We're considering using Sun Grid Engine on a small compute cluster. Right now, the current set up is pretty crude and just involves having people ssh to an open machine to run their jobs.

We'd like to allow interactive jobs, since that should ease the transition from manually starting jobs to starting them using qsub. But, there is some concern that, if we do, people might accidentally leave their interactive sessions idle and block other jobs from being run on the machines. The issue isn't just theoretical, since we previously tried using OpenPBS and there was a problem with people opening up an interactive job in a screen session and essentially camping on a machine.

Is there anyway to configure SGE to automatically kill idle interactive jobs? It looks like this was requested as an enhancement (Issue #:2447) way back in 2007. But, it doesn't seem like the request ever got implemented.


Solution 1:

You could set SGE to have a reasonable default walltimes (h_rt) to terminate sessions after a predefined limit.

Have you tried getting the user's shell to timeout on idle?

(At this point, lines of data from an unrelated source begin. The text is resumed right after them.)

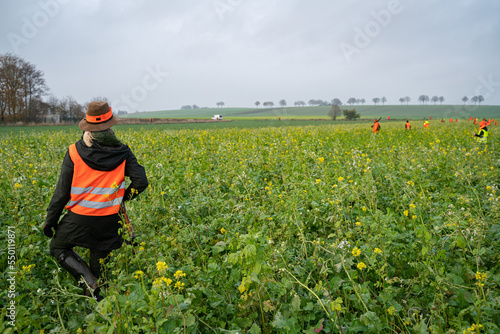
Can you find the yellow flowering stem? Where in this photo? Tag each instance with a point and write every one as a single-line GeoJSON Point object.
{"type": "Point", "coordinates": [327, 287]}
{"type": "Point", "coordinates": [307, 288]}
{"type": "Point", "coordinates": [354, 287]}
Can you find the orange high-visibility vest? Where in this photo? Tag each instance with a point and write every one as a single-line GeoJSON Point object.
{"type": "Point", "coordinates": [94, 192]}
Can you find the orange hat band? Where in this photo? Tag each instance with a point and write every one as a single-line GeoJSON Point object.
{"type": "Point", "coordinates": [100, 118]}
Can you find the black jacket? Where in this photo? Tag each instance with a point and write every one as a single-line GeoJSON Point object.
{"type": "Point", "coordinates": [99, 233]}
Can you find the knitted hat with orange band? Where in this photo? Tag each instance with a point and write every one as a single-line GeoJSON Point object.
{"type": "Point", "coordinates": [98, 117]}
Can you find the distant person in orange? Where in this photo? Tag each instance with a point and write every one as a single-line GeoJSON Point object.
{"type": "Point", "coordinates": [484, 122]}
{"type": "Point", "coordinates": [376, 126]}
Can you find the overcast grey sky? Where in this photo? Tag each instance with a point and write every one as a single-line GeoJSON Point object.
{"type": "Point", "coordinates": [153, 55]}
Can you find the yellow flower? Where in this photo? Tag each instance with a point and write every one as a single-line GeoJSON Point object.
{"type": "Point", "coordinates": [178, 274]}
{"type": "Point", "coordinates": [356, 251]}
{"type": "Point", "coordinates": [158, 281]}
{"type": "Point", "coordinates": [161, 266]}
{"type": "Point", "coordinates": [138, 273]}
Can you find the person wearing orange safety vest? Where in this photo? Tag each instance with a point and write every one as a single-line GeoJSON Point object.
{"type": "Point", "coordinates": [91, 188]}
{"type": "Point", "coordinates": [482, 135]}
{"type": "Point", "coordinates": [376, 126]}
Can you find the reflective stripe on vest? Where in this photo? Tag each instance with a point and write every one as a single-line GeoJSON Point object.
{"type": "Point", "coordinates": [94, 192]}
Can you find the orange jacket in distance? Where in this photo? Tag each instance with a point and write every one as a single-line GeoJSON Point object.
{"type": "Point", "coordinates": [94, 192]}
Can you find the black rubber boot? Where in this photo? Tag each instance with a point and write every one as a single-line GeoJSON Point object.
{"type": "Point", "coordinates": [78, 268]}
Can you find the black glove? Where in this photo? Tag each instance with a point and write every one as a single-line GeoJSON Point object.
{"type": "Point", "coordinates": [47, 230]}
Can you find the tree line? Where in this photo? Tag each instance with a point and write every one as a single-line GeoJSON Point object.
{"type": "Point", "coordinates": [22, 88]}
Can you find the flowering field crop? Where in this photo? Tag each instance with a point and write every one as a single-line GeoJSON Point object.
{"type": "Point", "coordinates": [314, 229]}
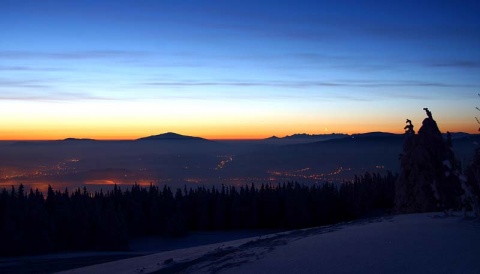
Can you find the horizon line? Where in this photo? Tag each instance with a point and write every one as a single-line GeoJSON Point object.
{"type": "Point", "coordinates": [210, 139]}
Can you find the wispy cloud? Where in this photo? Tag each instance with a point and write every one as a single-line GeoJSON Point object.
{"type": "Point", "coordinates": [50, 96]}
{"type": "Point", "coordinates": [309, 84]}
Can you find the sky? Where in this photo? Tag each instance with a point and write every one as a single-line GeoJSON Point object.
{"type": "Point", "coordinates": [223, 69]}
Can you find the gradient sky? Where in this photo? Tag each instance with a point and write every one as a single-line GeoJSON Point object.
{"type": "Point", "coordinates": [235, 69]}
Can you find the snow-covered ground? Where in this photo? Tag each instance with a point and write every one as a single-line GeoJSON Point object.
{"type": "Point", "coordinates": [415, 243]}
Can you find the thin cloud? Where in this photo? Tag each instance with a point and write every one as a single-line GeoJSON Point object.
{"type": "Point", "coordinates": [309, 84]}
{"type": "Point", "coordinates": [52, 96]}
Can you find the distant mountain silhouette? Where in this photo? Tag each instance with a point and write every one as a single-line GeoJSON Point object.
{"type": "Point", "coordinates": [376, 134]}
{"type": "Point", "coordinates": [171, 136]}
{"type": "Point", "coordinates": [78, 139]}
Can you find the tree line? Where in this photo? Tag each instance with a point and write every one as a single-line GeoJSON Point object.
{"type": "Point", "coordinates": [31, 223]}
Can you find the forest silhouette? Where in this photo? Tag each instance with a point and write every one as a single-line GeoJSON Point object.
{"type": "Point", "coordinates": [64, 221]}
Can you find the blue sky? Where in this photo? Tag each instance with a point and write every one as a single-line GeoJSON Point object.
{"type": "Point", "coordinates": [235, 69]}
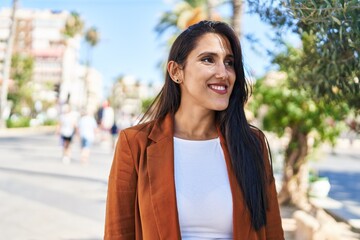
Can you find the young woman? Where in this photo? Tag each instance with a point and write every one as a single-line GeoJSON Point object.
{"type": "Point", "coordinates": [196, 169]}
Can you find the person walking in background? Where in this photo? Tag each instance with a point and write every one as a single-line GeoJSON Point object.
{"type": "Point", "coordinates": [194, 168]}
{"type": "Point", "coordinates": [87, 128]}
{"type": "Point", "coordinates": [107, 120]}
{"type": "Point", "coordinates": [66, 130]}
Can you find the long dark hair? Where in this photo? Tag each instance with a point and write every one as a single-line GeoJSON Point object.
{"type": "Point", "coordinates": [243, 144]}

More information and examples at http://www.cyberciti.biz/faq/linux-unix-login-bash-shell-force-time-outs/.

Solution 2:

nayrmil has some good suggestions. Another option would be to limit which machines can run interactive jobs. We basically designate some nodes as "interactive" and put a queue on them that oversubscribes the node resources, so many users can log in at once. The users can basically camp there as long as they want, but if they want to get access to some real resources they need to submit a proper job.